Em 1907 as epidemias tinham diminuído bastante na capital e em São Paulo. Oswaldo Cruz agora era elogiado: "Messias da Higiene", "Mestre Oswaldo"... Mas a sociedade brasileira do início do século XX continuava com uma grave doença: o racismo, a discriminação contra os negros. A abolição da escravidão não aboliu a ideia de que o negro era um ser inferior.
Nas Forças Armadas os pretos podiam entrar, mas os preconceitos também existiam. Principalmente na Marinha, que tinha a tradição de ser uma força de elite, dirigida por estrangeiros ou descendentes de estrangeiros. Foi justamente lá que os marinheiros negros resolvera dar um basta.

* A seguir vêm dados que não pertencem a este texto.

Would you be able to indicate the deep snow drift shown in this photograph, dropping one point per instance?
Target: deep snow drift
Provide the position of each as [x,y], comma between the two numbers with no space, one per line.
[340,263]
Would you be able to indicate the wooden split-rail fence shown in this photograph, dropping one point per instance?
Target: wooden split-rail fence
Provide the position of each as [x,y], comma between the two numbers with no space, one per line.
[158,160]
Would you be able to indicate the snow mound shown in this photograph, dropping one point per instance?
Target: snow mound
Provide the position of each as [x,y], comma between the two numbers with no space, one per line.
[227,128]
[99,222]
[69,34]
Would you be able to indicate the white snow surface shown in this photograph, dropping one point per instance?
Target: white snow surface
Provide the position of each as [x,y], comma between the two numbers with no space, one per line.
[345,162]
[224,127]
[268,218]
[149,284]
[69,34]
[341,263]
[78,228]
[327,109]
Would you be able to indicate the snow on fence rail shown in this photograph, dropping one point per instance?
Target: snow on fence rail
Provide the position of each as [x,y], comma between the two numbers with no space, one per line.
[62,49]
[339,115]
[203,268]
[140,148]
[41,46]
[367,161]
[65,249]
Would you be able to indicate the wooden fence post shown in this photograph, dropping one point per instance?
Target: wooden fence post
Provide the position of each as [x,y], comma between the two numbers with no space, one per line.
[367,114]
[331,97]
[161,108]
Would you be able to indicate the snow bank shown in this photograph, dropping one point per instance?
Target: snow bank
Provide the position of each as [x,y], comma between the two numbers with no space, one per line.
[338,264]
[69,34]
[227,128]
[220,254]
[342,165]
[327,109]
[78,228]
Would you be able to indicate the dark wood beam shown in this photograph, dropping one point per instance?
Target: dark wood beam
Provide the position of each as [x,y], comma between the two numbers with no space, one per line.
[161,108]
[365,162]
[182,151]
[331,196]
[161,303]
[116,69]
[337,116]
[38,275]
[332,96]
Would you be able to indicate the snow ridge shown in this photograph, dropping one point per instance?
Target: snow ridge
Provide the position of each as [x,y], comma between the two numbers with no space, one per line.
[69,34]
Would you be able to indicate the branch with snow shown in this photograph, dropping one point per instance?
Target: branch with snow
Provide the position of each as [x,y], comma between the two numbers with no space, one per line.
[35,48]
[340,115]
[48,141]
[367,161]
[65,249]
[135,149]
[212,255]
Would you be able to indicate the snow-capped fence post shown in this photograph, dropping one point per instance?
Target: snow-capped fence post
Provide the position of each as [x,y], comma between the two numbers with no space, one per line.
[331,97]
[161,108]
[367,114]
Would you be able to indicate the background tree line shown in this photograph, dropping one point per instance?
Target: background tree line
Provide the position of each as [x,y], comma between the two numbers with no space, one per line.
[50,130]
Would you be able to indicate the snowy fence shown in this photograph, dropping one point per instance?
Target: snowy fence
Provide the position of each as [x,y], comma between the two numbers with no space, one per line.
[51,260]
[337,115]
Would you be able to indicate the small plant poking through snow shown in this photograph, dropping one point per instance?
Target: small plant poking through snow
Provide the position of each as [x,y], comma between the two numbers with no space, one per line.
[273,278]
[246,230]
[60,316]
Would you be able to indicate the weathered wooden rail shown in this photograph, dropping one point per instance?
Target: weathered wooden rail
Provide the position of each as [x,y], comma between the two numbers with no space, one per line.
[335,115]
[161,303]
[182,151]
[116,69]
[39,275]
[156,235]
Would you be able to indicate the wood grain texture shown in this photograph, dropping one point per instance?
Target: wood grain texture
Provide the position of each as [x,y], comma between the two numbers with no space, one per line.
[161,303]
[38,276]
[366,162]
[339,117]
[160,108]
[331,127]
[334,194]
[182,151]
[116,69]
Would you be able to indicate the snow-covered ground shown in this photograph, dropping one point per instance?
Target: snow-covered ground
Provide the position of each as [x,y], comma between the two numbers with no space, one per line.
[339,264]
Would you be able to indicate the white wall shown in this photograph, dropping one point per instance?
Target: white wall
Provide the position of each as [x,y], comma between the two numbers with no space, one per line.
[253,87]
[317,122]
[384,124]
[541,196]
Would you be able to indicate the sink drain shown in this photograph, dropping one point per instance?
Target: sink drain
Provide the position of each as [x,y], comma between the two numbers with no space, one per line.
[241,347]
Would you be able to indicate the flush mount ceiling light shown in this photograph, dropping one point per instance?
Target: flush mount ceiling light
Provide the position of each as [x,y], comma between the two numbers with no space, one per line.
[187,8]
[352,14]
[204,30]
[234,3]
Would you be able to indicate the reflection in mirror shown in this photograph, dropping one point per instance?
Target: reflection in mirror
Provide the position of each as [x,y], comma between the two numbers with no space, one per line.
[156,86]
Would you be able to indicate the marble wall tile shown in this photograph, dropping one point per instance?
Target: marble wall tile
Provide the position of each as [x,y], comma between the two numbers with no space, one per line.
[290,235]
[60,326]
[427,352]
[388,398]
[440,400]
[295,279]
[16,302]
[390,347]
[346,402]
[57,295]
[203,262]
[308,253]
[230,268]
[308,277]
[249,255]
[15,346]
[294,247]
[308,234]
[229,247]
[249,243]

Num certo dia de 1910 a tripulação do encouraçado Minas Gerais assistiu a uma cena horrível: o marujo Marcelino foi castigado com 250 chibatadas, ficando com as costas em carne viva. A corda de linho molhado, com agulhas de aço, arrancou sangue e gritos da vítima.
Na noite do dia 22 de novembro daquele mesmo ano o presidente da República, Hermes da Fonseca, assistia a uma ópera de Wagner. Ela foi porém interrompida pelo barulho de bombardeios. Começava na baía de Guanabara a Revolta da Chibata.

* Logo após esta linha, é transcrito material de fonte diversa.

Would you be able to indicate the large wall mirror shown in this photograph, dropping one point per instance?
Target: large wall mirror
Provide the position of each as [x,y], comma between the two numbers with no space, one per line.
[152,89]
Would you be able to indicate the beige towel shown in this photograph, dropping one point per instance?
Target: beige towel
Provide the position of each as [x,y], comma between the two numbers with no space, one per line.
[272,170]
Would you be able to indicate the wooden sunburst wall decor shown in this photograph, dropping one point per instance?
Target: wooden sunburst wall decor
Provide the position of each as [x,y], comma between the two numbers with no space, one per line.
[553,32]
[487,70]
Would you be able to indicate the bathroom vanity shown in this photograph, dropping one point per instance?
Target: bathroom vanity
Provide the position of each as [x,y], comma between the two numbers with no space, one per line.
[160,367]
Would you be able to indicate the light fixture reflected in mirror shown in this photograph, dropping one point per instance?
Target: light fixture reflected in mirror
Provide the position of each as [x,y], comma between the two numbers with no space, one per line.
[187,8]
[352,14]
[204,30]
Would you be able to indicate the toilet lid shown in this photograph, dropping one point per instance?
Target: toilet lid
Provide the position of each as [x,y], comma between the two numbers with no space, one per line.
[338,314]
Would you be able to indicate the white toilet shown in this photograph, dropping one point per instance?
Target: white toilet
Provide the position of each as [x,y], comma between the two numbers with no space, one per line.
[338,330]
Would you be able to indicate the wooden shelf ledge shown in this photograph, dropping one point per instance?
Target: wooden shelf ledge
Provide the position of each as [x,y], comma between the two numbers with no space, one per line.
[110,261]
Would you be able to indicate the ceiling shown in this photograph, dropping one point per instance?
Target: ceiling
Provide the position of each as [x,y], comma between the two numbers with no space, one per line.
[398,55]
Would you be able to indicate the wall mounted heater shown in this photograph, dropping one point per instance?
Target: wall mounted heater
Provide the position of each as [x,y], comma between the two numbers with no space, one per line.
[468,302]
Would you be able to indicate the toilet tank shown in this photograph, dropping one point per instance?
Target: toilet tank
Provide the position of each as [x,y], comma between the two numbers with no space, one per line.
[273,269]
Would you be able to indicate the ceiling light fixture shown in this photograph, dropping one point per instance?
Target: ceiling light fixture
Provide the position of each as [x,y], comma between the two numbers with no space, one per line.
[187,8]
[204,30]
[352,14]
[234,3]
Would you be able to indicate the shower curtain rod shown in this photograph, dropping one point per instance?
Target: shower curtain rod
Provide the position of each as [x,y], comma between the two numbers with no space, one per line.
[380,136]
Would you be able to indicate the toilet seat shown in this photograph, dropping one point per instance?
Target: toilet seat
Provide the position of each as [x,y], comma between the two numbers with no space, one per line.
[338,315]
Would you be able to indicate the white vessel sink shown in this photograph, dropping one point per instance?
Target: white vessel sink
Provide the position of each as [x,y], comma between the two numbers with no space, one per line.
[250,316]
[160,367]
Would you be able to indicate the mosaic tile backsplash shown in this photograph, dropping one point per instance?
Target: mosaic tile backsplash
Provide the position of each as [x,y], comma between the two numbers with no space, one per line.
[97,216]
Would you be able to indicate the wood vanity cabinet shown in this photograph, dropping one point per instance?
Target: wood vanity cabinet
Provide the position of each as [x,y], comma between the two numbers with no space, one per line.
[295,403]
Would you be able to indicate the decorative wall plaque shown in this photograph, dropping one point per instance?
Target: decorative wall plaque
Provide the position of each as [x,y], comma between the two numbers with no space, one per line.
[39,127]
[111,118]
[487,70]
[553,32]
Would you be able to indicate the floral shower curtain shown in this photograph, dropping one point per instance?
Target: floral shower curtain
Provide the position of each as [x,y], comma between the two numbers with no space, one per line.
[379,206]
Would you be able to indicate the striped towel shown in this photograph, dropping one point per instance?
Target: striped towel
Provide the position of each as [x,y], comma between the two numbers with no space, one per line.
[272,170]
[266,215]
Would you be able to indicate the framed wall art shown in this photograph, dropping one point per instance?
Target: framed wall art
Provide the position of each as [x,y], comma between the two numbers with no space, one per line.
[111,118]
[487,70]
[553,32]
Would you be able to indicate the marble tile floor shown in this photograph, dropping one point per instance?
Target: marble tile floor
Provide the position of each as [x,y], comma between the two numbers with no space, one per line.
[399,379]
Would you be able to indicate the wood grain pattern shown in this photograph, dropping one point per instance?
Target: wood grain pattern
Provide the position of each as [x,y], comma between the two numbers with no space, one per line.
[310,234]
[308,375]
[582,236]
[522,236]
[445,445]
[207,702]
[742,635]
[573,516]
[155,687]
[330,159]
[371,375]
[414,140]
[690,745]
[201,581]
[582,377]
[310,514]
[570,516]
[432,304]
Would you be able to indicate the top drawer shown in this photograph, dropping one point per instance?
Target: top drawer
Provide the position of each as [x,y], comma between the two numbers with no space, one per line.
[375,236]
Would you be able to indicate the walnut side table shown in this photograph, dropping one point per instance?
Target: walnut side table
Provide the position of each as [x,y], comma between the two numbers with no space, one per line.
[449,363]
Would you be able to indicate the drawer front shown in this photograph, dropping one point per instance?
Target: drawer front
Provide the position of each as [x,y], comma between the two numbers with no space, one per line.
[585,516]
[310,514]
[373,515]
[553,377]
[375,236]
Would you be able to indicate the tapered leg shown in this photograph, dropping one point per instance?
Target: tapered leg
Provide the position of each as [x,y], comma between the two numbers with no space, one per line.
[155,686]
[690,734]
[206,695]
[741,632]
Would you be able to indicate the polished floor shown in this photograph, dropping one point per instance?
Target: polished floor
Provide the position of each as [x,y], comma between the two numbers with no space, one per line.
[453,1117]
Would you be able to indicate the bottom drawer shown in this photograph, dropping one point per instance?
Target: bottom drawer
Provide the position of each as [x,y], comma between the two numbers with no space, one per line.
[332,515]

Marinheiros revoltosos em 1910. João Cândido ao centro.
Dois mil marujos tinham-se amotinado. Mataram quatro oficiais e, com manobras que deixaram admirado um almirante inglês, levaram sete navios para fora da barra. João Cândido, o líder do movimento, apelidado por um jornalista de "Almirante Negro", definiu a posição dos companheiros de Marcelino:
- O governo tem que acabar com os castigos corporais, melhorar nossa comida e dar anistia para todos os revoltosos. Se não a gente bombardeia a cidade, dentro de 12 horas.

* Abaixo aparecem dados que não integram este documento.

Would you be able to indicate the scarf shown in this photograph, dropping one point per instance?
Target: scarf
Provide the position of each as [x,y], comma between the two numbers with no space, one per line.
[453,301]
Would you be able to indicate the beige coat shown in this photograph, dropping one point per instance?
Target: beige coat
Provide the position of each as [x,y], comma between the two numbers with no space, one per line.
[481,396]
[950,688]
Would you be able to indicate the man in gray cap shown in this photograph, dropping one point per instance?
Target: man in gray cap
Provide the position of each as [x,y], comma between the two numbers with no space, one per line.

Não foi necessário. O governo, pego de surpresa, aceitou as exigências. Alegres e acreditando nas autoridades, a marujada depôs as armas, devolveu as belonaves, mas caiu na armadilha dos poderosos. O governo que havia concedido anistia aos revoltosos, logo voltou atrás. Sem maiores explicações, expulsou os marinheiros que considerava indesejáveis e prendeu os líderes do movimento. Isso provocou um novo levante, desta vez no Batalhão dos Fuzileiros Navais da Ilha das Cobras. A repressão foi violenta, como contou a revista A Careta anos depois,
Foi lá na ía das Cobras
Que se deu o sucedido:
Pegaro uns preso e meteram
Num baraco bem cumprido
E os sujeitos lá ficaram
Sufocado e espremido
Se sarvaram quatro ou cinco
Os de forgo mais cumprido
Mas pra esses assim mesmo
(Veja só que malvadez)
Puseram cal no buraco
Pra matá eles de vez
Mas os bichos resistiram
À tortura do xadrez
Vieram contá cá pra fora
O que o governo lhes fez
Na noite de Natal de 1910, quase cem marinheiros foram embarcados à força num navio, para serem levados à Amazônia. Lá, eles teriam que trabalhar nos seringais, de três da manhã às sete da noite. Nem todos chegaram ao fim da viagem: um motim frustrado levou sete deles ao fuzilamento, enquanto dois outros se jogaram no mar.
Manchete do jornal Correio da Manhã (27-11-1910) sobre o fim da Revolta da Chibata
Episódios como a Revolta da Chibata e da Vacina, massacres como o de Canudos, Contestado e Caldeirão não eram uma novidade na nossa história. Apesar de a Monarquia ter sido substituída pela República, a sociedade brasileira continuava muito dividida e desigual. A grande maioria do povo vivia mal e queria por isso mudar sua situação. Rebeldes como Lampião, Antônio Conselheiro, o Monge José Maria, o Beato Lourenço, Pata-Preta e João Cândido eram exemplos de que havia muita gente revoltada com as coisas erradas no Brasil.
RIBEIRO, Marcus Venício; ALENCAR, Chico. Brasil vivo 2: A República. Petrópolis: Vozes, 1991. p. 43-44.